19. Salvation, Relationships, and the Now
- Salvation is only in the Now, not in future becoming or changed circumstances.
- It is not found in another person but in entering the Now, plugging into divine Presence and allowing its Power to end the search for fulfillment.
- Practice: in every moment, alone or with others, be utterly present and seek nothing.
- When the pressure of presence is sufficient, the Holy Spirit pours down, making you whole.
- Only union of soul with absolute Spirit can make you whole; no human relationship can substitute.
20. True Surrender and the Cross of Practice
- True surrender = letting go of all effort and seeking so you can receive Shaktipat.
- It is the practice of poverty / emptiness, allowing you to conduct the Holy Spirit.
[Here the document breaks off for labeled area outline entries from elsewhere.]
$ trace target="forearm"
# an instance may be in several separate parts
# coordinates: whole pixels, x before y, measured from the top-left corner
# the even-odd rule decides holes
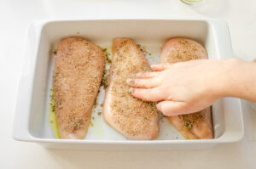
[[[221,94],[256,103],[256,63],[233,59],[224,60],[223,65]]]

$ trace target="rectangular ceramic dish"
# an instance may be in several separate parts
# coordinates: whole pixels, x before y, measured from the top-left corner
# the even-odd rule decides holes
[[[15,139],[44,146],[79,149],[205,149],[240,140],[243,121],[240,99],[224,98],[212,107],[214,139],[185,140],[169,121],[160,121],[155,140],[125,139],[108,127],[98,112],[103,100],[101,88],[88,134],[82,140],[55,138],[48,120],[49,99],[56,44],[69,37],[82,37],[111,53],[114,37],[130,37],[147,51],[150,64],[158,63],[160,47],[169,38],[185,37],[201,43],[210,59],[232,57],[227,25],[218,20],[40,20],[28,27],[24,47],[24,66],[20,80],[13,136]],[[111,54],[110,54],[111,55]],[[107,68],[109,65],[107,65]]]

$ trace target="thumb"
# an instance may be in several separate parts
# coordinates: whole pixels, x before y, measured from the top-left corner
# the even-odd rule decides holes
[[[185,102],[162,101],[156,107],[167,116],[191,113]]]

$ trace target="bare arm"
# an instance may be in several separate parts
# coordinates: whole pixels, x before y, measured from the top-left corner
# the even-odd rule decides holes
[[[154,72],[127,79],[134,97],[158,101],[166,115],[196,112],[222,97],[256,102],[256,63],[200,59],[152,66]]]

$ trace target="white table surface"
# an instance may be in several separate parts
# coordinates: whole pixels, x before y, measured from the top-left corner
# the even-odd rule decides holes
[[[46,149],[12,138],[20,55],[27,24],[38,19],[170,19],[227,20],[234,56],[256,58],[256,1],[206,0],[189,7],[179,0],[1,0],[0,168],[256,168],[256,104],[242,101],[245,137],[204,150],[85,151]],[[256,72],[255,72],[256,73]]]

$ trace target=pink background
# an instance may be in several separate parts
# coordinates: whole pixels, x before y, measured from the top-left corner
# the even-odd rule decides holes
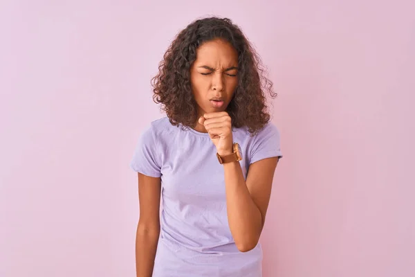
[[[415,276],[414,1],[142,2],[0,3],[0,276],[134,276],[149,80],[213,14],[279,93],[264,277]]]

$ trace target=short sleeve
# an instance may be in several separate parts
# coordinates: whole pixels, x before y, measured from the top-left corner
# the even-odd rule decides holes
[[[254,137],[250,150],[250,164],[274,157],[282,158],[282,154],[279,141],[279,131],[275,125],[270,122]]]
[[[160,177],[160,166],[152,127],[145,129],[136,146],[130,166],[136,172],[152,177]]]

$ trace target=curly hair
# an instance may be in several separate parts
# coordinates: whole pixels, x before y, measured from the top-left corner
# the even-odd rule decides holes
[[[228,18],[208,17],[189,24],[174,38],[151,79],[153,100],[160,103],[173,125],[193,127],[197,104],[190,86],[190,68],[203,43],[223,39],[238,53],[238,84],[226,111],[234,127],[246,127],[257,133],[270,119],[266,94],[277,96],[273,82],[264,74],[259,55],[239,27]]]

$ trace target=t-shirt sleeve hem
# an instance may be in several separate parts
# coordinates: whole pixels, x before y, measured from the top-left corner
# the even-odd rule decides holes
[[[277,157],[279,159],[281,159],[281,158],[282,158],[283,156],[281,153],[281,151],[279,151],[279,150],[273,150],[273,151],[268,151],[268,152],[261,152],[260,154],[258,153],[258,154],[257,154],[255,157],[253,157],[252,158],[251,158],[251,159],[250,161],[250,164],[254,163],[258,161],[261,161],[264,159],[273,158],[275,157]]]
[[[161,172],[156,171],[149,171],[139,167],[136,167],[134,164],[130,164],[130,167],[137,173],[141,173],[144,175],[149,176],[150,177],[158,178],[161,177]]]

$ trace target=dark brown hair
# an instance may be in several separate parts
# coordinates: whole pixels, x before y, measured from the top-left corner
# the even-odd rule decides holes
[[[221,38],[238,53],[238,85],[226,109],[234,127],[247,127],[256,133],[270,120],[266,93],[277,96],[265,77],[261,60],[241,29],[227,18],[198,19],[180,32],[172,42],[151,80],[153,100],[160,103],[174,125],[194,127],[197,104],[192,93],[190,67],[203,42]]]

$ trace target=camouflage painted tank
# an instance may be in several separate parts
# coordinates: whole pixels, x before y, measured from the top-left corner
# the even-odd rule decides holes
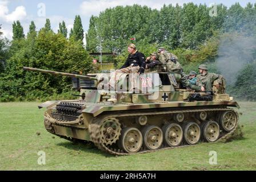
[[[24,67],[77,78],[79,99],[47,101],[45,126],[69,140],[91,141],[113,155],[144,153],[229,137],[238,126],[238,103],[227,94],[182,89],[180,77],[155,69],[137,77],[135,90],[126,89],[130,75],[119,77],[115,90],[110,74],[82,76]]]

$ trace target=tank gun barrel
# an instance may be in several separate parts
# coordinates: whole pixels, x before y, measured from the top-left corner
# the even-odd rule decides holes
[[[26,71],[29,71],[38,72],[43,73],[49,73],[49,74],[52,74],[52,75],[55,75],[66,76],[69,76],[70,77],[98,80],[98,79],[97,78],[91,77],[91,76],[59,72],[55,72],[55,71],[49,71],[49,70],[46,70],[46,69],[38,69],[38,68],[30,68],[30,67],[23,67],[23,69],[26,70]]]

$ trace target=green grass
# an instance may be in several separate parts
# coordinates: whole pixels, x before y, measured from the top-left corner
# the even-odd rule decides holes
[[[35,102],[0,103],[0,170],[255,170],[256,102],[241,102],[245,138],[128,156],[109,155],[92,144],[54,138]],[[37,135],[40,133],[40,135]],[[46,164],[38,165],[43,151]],[[209,163],[210,151],[218,164]]]

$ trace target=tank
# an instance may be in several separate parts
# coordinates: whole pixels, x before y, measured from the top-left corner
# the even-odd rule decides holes
[[[157,68],[135,77],[120,74],[114,90],[109,86],[113,73],[82,76],[23,69],[74,78],[74,87],[80,91],[77,100],[49,101],[38,106],[46,108],[45,128],[69,140],[90,141],[112,155],[215,142],[231,136],[238,127],[239,106],[229,94],[210,96],[182,88],[179,75]],[[130,89],[134,80],[135,89]]]

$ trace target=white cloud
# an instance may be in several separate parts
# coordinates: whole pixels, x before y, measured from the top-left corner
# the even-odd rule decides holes
[[[106,9],[114,7],[117,6],[133,5],[137,4],[142,6],[146,5],[153,9],[161,9],[163,4],[173,4],[175,5],[179,3],[180,5],[189,1],[186,0],[89,0],[83,1],[80,5],[81,13],[87,16],[92,15],[97,15],[101,11]]]
[[[1,31],[3,32],[3,36],[6,36],[9,39],[13,37],[13,31],[10,28],[5,28],[2,27]]]
[[[7,22],[13,22],[17,20],[23,20],[27,16],[26,9],[24,6],[18,6],[14,11],[6,15]]]

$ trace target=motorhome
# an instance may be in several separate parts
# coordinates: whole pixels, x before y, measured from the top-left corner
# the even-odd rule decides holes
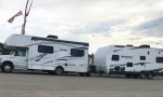
[[[55,74],[63,72],[89,74],[89,44],[85,42],[59,40],[55,36],[40,38],[12,34],[3,46],[12,51],[9,55],[0,55],[3,72],[23,69],[42,70]]]
[[[147,44],[104,46],[96,52],[95,66],[100,73],[152,79],[163,72],[163,50]]]

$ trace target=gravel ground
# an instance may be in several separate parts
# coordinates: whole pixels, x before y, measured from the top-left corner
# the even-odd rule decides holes
[[[163,77],[141,80],[0,72],[0,97],[163,97]]]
- But surrender is contextual: it must be integrated with Holy Communion (ongoing relationship with the Divine), not practiced in isolation.
- You describe a horizontal / vertical cross:
- Horizontal: plugged-in presence (present-moment awareness) transcending time, living in eternity.
- Vertical: pulled-down Power (Light-energy from the Highest) transcending space, living in infinity.
- Integrating these two axes is a severe ordeal—the true way of the Cross.
Core Contrast with Tolle
- Tolle: emphasizes disidentification from mind, present-moment awareness, and “no-mind” as the path to enlightenment.
- You: emphasize direct, energetic communion with a two-vined Divine (Presence + Power), where:
- Disidentification is a byproduct of Spirit’s descent and outshining,
- Enlightenment is energetic and relational, not primarily psychological or void-centered,
- The goal is wholistic realization of consciousness and Spirit, inner and outer, time and eternity.